Joseph E. Karth, 83, a Democratic congressman who represented Minnesota's 4th District for 18 years, died May 29 of a heart attack at his home in Scottsdale, Ariz. He had been living in Scottsdale since leaving Washington in the late 1970s.
Elected in 1959 to the seat formerly held by Eugene McCarthy, Mr. Karth served on the House Science and Aeronautics Committee and was chairman of its subcommittee on space sciences and applications.
Son Kevin Karth recalled in an interview that his father was a proponent of manned spaceflight until about the time of the Apollo program, when he came to the conclusion that the National Aeronautics and Space Administration was losing momentum.
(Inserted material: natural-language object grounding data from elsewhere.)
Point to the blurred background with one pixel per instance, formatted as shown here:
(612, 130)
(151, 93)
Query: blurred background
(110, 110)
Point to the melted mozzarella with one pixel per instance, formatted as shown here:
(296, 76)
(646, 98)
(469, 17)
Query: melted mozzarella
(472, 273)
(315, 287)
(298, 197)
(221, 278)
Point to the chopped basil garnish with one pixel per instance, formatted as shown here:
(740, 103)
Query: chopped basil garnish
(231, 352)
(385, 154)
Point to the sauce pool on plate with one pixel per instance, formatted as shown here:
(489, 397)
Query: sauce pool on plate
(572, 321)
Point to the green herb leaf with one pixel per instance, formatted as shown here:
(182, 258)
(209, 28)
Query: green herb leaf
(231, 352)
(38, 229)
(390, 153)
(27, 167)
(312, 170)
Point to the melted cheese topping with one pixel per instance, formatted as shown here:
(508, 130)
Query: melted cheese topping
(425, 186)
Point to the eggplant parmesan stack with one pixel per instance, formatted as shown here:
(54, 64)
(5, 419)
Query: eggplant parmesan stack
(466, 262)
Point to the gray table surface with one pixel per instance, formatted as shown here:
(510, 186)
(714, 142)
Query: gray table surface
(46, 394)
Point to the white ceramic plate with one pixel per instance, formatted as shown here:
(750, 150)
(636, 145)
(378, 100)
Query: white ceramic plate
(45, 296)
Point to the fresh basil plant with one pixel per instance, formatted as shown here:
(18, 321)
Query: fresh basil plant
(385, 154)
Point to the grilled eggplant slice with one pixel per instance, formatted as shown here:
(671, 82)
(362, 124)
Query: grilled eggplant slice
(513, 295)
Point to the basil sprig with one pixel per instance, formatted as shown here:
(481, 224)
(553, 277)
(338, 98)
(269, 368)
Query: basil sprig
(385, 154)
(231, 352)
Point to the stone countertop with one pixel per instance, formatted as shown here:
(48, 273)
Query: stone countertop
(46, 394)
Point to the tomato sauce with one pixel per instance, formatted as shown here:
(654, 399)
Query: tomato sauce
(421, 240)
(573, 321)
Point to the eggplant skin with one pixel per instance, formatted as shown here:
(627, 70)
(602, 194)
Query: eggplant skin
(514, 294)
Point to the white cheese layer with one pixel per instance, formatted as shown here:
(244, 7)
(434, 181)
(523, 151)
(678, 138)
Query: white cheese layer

He began to advocate unmanned spaceflight as a safer alternative and better return on the investment.
Karth also noted that his father, a Minnesota Vikings football fan, named the Viking spacecraft, the first space vehicle to land on Mars.
Mr. Karth also was interested in environmental protection and was the author of the 1968 Wild and Scenic Rivers Act.
Mr. Karth was born in New Brighton, Minn., and studied at the University of Nebraska School of Engineering before leaving school to enlist in the Army. He served in Europe during World War II and afterward worked for Minnesota Mining and Manufacturing Co.
He organized the Oil, Chemical and Atomic Workers Union at the St. Paul-based company and launched his political career as president of the union. He served in the Minnesota House of Representatives from 1950 to 1958.
In Congress, he also served on the House Ways and Means Committee. After a heart attack forced him to retire in 1977, he established a consulting firm and became a lobbyist specializing in trade issues.
Mr. Karth's wife, Charlotte Karth, died in 1992.
Survivors include two sons, Brian Karth of Scottsdale and Kevin Karth of Portland, Ore.; a sister; and four grandchildren.